Intents can consist of multiple steps. You can think of these intentions as a state machine, where each transaction transitions from the previous state to a new state, and the new state transition depends on the conditions defined by the previous state.

A simple example of multi-step Intents is the classic traditional financial order arbitrage trading. These orders may vary in complexity, but simple versions are common in traditional financial trading applications. With the composability and multi-step Intents based on Web3, we can perform very powerful order arbitrage trading.

A Web3 order arbitrage trading Intents can be expressed as: “I want 1 ETH, and I am willing to pay 1,800 DAI. Once I have paid 1,800 DAI and have 1 ETH, I am willing to hold this 1 ETH until I can sell it at a price of 2,000 DAI. If the ETH/DAI price falls below 1,620 DAI, I want to reduce my losses by selling this 1 ETH, and in this case, I will accept 1,600 DAI and pay a 20 DAI fee to the solver. If I still hold this 1 ETH when [random governance proposal] is passed, I want to sell this 1 ETH at the ETH/DAI price on the market and give 10% of the proceeds to the solver.”

“Bracket Order” Intents

This is a relatively simple 3-step order with some condition triggers, but these types of orders can be much more complex.

Intents Chart

The relationship between different user Intents can form an Intents chart. These charts represent the combination of conditions and actions defined by users, resulting in exchanges, asset transfers, or other on-chain behaviors. All the previous Intents examples are actually just names of specific graphical arrangements.

Just like limit orders represent the current state of market liquidity, Intents charts can not only represent the current state but also represent liquidity under many different potential future states based on conditions.
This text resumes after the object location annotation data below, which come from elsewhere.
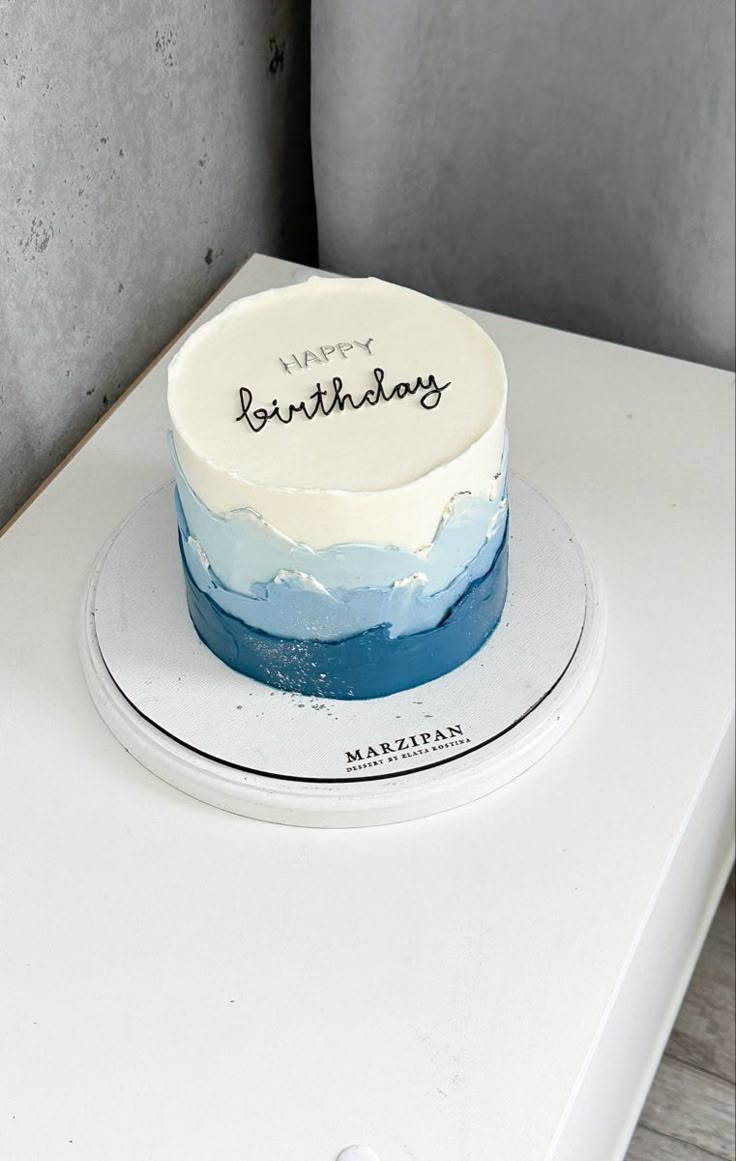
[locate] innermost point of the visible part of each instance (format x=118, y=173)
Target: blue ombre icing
x=339, y=447
x=347, y=621
x=370, y=664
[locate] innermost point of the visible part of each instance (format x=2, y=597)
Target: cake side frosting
x=339, y=448
x=294, y=591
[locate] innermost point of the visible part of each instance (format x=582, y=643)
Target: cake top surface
x=336, y=384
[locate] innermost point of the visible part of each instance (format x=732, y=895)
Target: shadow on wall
x=150, y=154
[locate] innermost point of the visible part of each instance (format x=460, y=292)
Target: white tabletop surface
x=178, y=983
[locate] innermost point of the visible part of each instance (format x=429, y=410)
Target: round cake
x=339, y=447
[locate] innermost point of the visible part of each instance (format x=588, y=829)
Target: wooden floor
x=690, y=1111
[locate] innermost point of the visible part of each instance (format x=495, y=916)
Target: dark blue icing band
x=370, y=664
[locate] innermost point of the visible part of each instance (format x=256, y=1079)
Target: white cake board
x=284, y=757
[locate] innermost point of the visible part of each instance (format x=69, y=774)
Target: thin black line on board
x=366, y=778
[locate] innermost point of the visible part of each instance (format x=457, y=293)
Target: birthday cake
x=339, y=449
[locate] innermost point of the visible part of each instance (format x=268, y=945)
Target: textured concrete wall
x=146, y=148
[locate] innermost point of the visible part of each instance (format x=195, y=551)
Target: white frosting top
x=341, y=410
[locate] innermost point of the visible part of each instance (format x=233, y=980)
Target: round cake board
x=283, y=757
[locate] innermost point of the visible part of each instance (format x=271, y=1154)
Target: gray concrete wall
x=146, y=148
x=569, y=161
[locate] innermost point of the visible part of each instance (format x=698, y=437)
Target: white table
x=495, y=983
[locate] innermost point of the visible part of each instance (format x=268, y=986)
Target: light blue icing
x=244, y=553
x=295, y=607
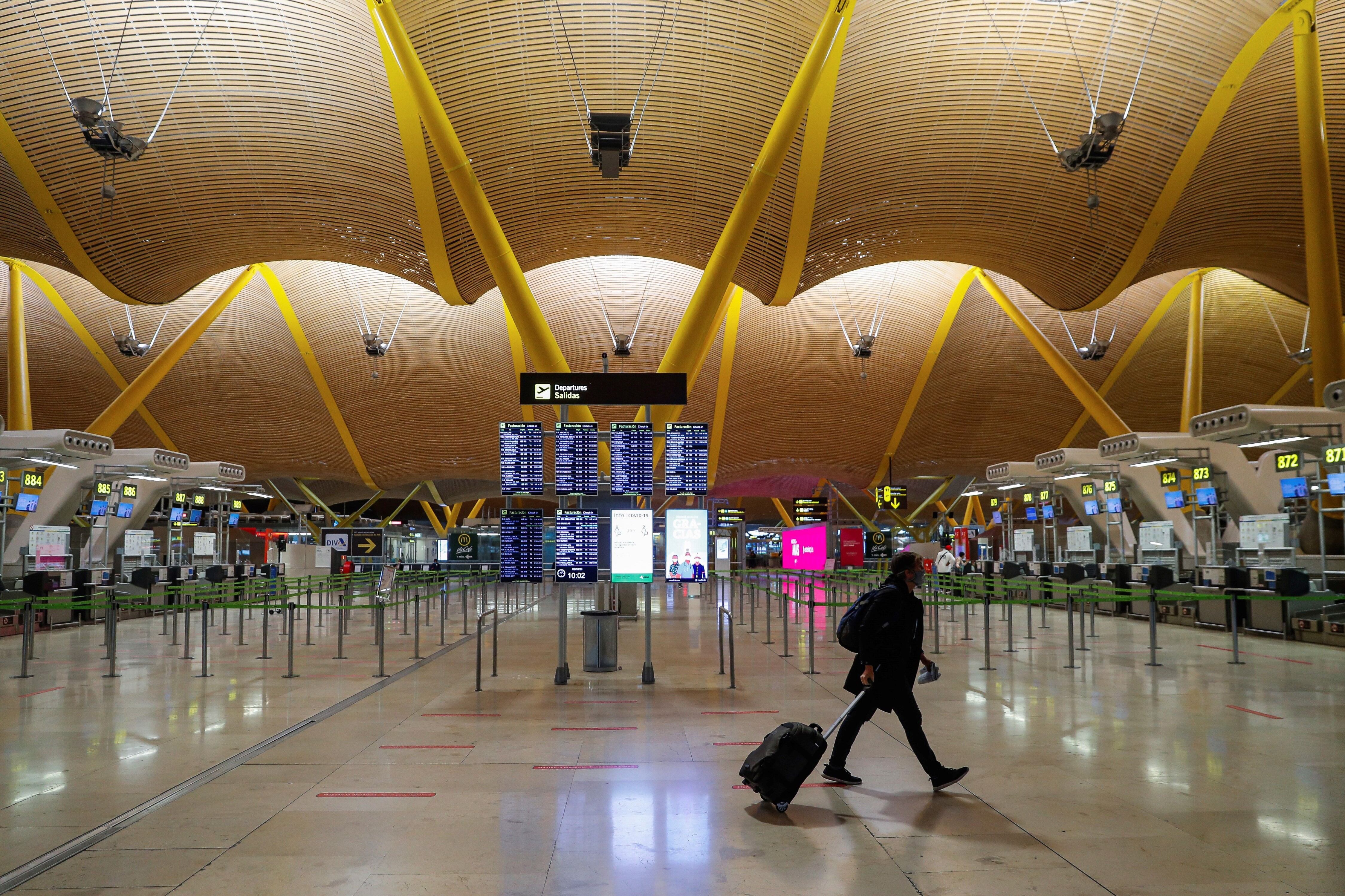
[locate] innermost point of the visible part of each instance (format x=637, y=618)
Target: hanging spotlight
x=611, y=142
x=1095, y=147
x=376, y=348
x=104, y=135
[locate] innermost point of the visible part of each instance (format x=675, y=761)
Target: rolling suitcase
x=786, y=758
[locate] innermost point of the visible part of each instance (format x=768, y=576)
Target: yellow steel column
x=1324, y=280
x=1193, y=384
x=499, y=256
x=19, y=411
x=126, y=404
x=699, y=322
x=1087, y=396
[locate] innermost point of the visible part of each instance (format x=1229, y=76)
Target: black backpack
x=848, y=630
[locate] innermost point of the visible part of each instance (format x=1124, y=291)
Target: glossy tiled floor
x=1113, y=778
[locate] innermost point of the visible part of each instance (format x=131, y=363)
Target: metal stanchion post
x=415, y=609
x=1083, y=645
x=988, y=667
x=186, y=632
x=733, y=673
x=290, y=649
x=112, y=640
x=341, y=627
x=1153, y=630
x=496, y=644
x=1070, y=615
x=647, y=672
x=205, y=642
x=380, y=632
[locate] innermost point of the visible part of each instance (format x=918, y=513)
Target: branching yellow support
x=109, y=422
x=1195, y=370
x=19, y=410
x=1324, y=276
x=1087, y=396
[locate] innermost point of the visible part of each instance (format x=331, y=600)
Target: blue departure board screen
x=576, y=545
x=633, y=459
x=687, y=459
x=576, y=459
x=521, y=459
x=521, y=544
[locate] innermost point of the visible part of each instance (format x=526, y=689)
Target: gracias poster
x=687, y=545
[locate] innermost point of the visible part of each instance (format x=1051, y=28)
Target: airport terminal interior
x=674, y=447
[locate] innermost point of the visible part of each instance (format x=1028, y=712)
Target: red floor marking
x=420, y=794
x=821, y=785
x=430, y=747
x=568, y=767
x=42, y=692
x=1228, y=650
x=595, y=730
x=1253, y=712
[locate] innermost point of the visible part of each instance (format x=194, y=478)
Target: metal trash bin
x=600, y=640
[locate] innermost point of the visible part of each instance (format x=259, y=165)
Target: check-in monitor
x=1293, y=488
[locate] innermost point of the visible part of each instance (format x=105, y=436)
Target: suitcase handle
x=841, y=719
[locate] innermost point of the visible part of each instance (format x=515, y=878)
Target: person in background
x=884, y=670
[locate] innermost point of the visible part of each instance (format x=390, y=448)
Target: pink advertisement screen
x=805, y=548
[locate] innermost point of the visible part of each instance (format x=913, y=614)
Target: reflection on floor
x=1112, y=778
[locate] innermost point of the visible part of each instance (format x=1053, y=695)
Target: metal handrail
x=733, y=676
x=496, y=644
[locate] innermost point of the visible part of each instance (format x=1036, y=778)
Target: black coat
x=891, y=641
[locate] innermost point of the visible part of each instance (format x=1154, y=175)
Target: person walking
x=884, y=670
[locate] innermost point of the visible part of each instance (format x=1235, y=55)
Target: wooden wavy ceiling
x=798, y=408
x=283, y=143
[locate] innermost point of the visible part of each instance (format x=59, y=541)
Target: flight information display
x=576, y=459
x=521, y=544
x=687, y=459
x=633, y=459
x=521, y=458
x=576, y=545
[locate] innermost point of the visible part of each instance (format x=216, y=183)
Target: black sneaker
x=841, y=775
x=947, y=778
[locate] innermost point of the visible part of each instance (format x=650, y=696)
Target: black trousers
x=908, y=713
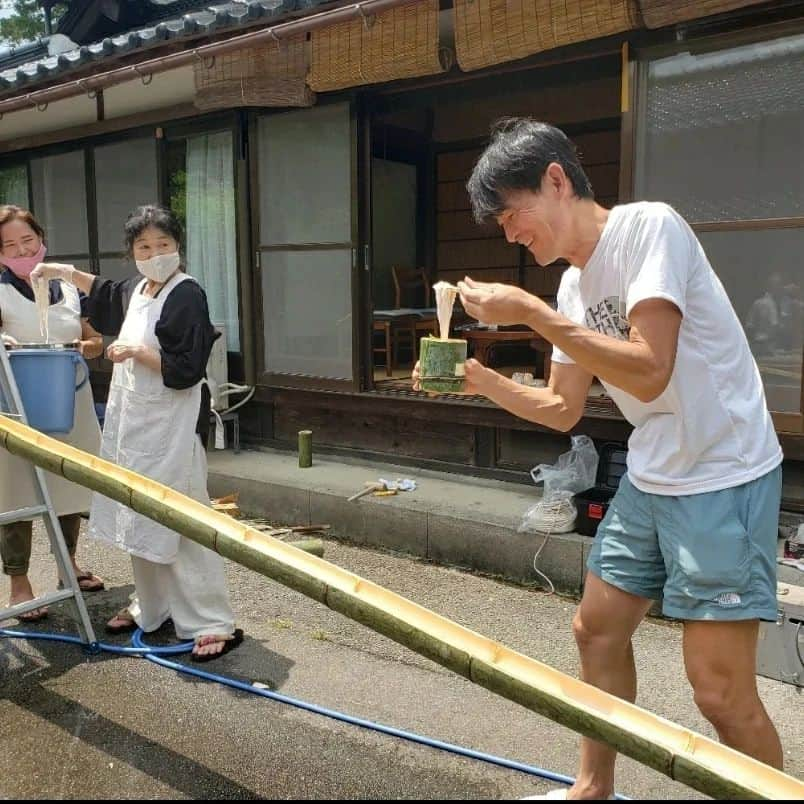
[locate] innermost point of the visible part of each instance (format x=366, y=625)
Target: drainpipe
x=205, y=54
For example: Users trade XYZ and ETH in a fictional market. Intents representing the purchase and sale of XYZ under various conditions, such as the results of governance proposals, mining of specific blocks, the rise and fall of market prices, or whether other Intents have been fulfilled.

Intents graph for fictional XYZ-ETH market

This diagram represents the existing liquidity and the potential liquidity in future states. The Intents diagram can span across markets and even across different chains.

Conclusion

With new developments happening every day, Intents is making progress.